‘Why Football Matters’: a life shaped by sports

footballPenguin Press is publishing a wonderful coming of age memoir on Thursday, “Why Football Matters,” by Mark Edmundson.

The author, who teachers English at the University of Virginia, makes a strong, lucid case for the way that his connection to football — both as a very young spectator and later as a high school player — prepared him for life in ways that he didn’t understand at the time.

It’s a “sports book” for people, like me, who have never cared much about football or any other game.

Edmundson makes such a tight connection with the reader, and tells his own story so well, that the nuts-and-bolts of playing football becomes secondary to the personal journey underneath the sport. It’s a book about finding a youthful connection with something we love that challenges us to grow.

The writer had a big wake-up call when he shifted from bonding with his dad while watching football on TV as a child to struggling to carve out a place on his high school team. It was painfully hard for Edmundson to play football but the rewards were worth the struggle:

“The game has a wake-up effect. You find out fast that no matter who you are, you get rewarded for hard work. It may not make you a star, but it will definitely increase your chances of starting or playing, or at least not getting your head knocked off. If you slack on conditioning, if you don’t eat right, if you drink too much, smoke too much tobacco or weed, your body will sag, your mind will go dim, and you’ll get hurt. Football is God in its own way. It’s uncertain whether the God above is just, but the God of football tends to be. You get out what you put in; all drops of legitimate sweat become negotiable tender.”

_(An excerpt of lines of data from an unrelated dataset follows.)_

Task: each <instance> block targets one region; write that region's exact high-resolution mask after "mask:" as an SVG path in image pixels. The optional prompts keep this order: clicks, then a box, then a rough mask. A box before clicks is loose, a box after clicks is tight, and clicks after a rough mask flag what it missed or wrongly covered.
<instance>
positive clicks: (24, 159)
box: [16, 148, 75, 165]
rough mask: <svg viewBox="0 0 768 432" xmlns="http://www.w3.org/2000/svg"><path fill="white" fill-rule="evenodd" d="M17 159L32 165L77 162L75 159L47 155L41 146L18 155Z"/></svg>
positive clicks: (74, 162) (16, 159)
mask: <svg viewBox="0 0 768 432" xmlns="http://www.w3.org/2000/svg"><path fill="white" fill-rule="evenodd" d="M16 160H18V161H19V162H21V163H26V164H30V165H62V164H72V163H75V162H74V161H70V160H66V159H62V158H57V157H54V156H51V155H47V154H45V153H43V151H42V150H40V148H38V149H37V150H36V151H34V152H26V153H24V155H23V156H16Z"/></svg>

Edmundson is not naive about the downside of organized sports — “Its potential benefits are vast; its dangers are too” — but playing football taught the writer as much as the academic classes he attended.

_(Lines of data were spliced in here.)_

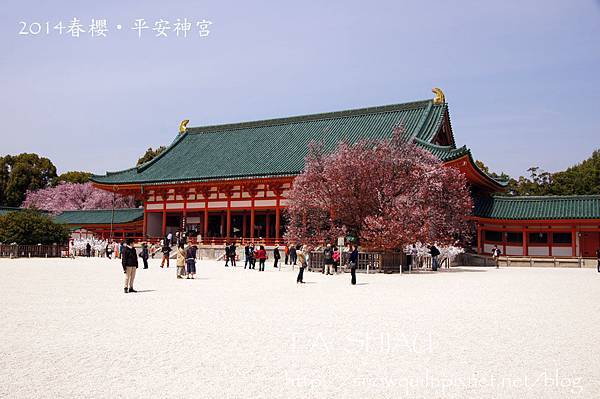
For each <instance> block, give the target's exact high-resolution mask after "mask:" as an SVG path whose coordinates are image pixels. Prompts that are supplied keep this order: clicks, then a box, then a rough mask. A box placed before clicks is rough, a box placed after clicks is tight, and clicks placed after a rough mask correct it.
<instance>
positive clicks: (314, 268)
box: [308, 251, 406, 273]
mask: <svg viewBox="0 0 600 399" xmlns="http://www.w3.org/2000/svg"><path fill="white" fill-rule="evenodd" d="M349 258H350V253H349V252H343V253H342V256H341V262H340V264H341V266H342V267H341V268H339V270H342V271H344V270H347V271H349V269H347V268H345V265H346V264H347V263H348V259H349ZM324 265H325V262H324V256H323V252H322V251H312V252H311V253H310V255H309V259H308V269H309V270H311V271H312V270H323V267H324ZM404 265H406V254H404V253H402V252H359V253H358V265H357V267H356V271H357V272H362V273H400V272H401V268H402V267H404Z"/></svg>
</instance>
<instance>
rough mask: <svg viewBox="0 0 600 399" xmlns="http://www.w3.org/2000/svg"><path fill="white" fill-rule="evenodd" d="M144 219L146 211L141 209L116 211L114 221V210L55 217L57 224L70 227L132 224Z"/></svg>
mask: <svg viewBox="0 0 600 399" xmlns="http://www.w3.org/2000/svg"><path fill="white" fill-rule="evenodd" d="M143 218H144V210H143V209H141V208H119V209H115V215H114V220H113V219H112V209H90V210H81V211H64V212H63V213H61V214H59V215H57V216H55V217H54V220H55V221H56V222H57V223H62V224H68V225H88V224H110V222H111V220H113V223H130V222H135V221H138V220H142V219H143Z"/></svg>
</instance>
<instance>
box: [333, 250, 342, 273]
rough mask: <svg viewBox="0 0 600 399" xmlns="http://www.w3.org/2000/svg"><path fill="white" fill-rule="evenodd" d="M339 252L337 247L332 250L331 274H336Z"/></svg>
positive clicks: (339, 258)
mask: <svg viewBox="0 0 600 399" xmlns="http://www.w3.org/2000/svg"><path fill="white" fill-rule="evenodd" d="M340 256H341V255H340V250H339V249H338V248H337V247H334V248H333V272H334V273H335V274H337V270H338V265H339V264H340Z"/></svg>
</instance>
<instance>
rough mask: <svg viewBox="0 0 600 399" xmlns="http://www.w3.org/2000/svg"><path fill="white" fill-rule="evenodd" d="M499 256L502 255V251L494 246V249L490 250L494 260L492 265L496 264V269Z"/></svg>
mask: <svg viewBox="0 0 600 399" xmlns="http://www.w3.org/2000/svg"><path fill="white" fill-rule="evenodd" d="M500 255H502V251H501V250H500V248H498V246H497V245H494V248H492V258H494V263H495V264H496V269H498V268H500V261H499V258H500Z"/></svg>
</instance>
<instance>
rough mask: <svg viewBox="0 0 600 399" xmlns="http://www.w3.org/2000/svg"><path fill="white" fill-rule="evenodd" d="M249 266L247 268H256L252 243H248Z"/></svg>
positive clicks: (254, 256) (250, 268) (253, 248)
mask: <svg viewBox="0 0 600 399" xmlns="http://www.w3.org/2000/svg"><path fill="white" fill-rule="evenodd" d="M249 251H250V266H248V269H256V251H255V250H254V243H251V244H250V250H249Z"/></svg>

“I can’t tell you where my undergrad diploma is, and my grad diploma, which was pretty grand-looking, got lost in a move. But in the bottom drawer of my dresser, there’s my football jersey, Medford Mustangs, number 66, white and rich royal blue…I get a look at that jersey nearly every day.”

In a time when criticism of football seems to increase with each new fall season, Edmundson makes a strong and passionate case for the sport’s rightful place in American society.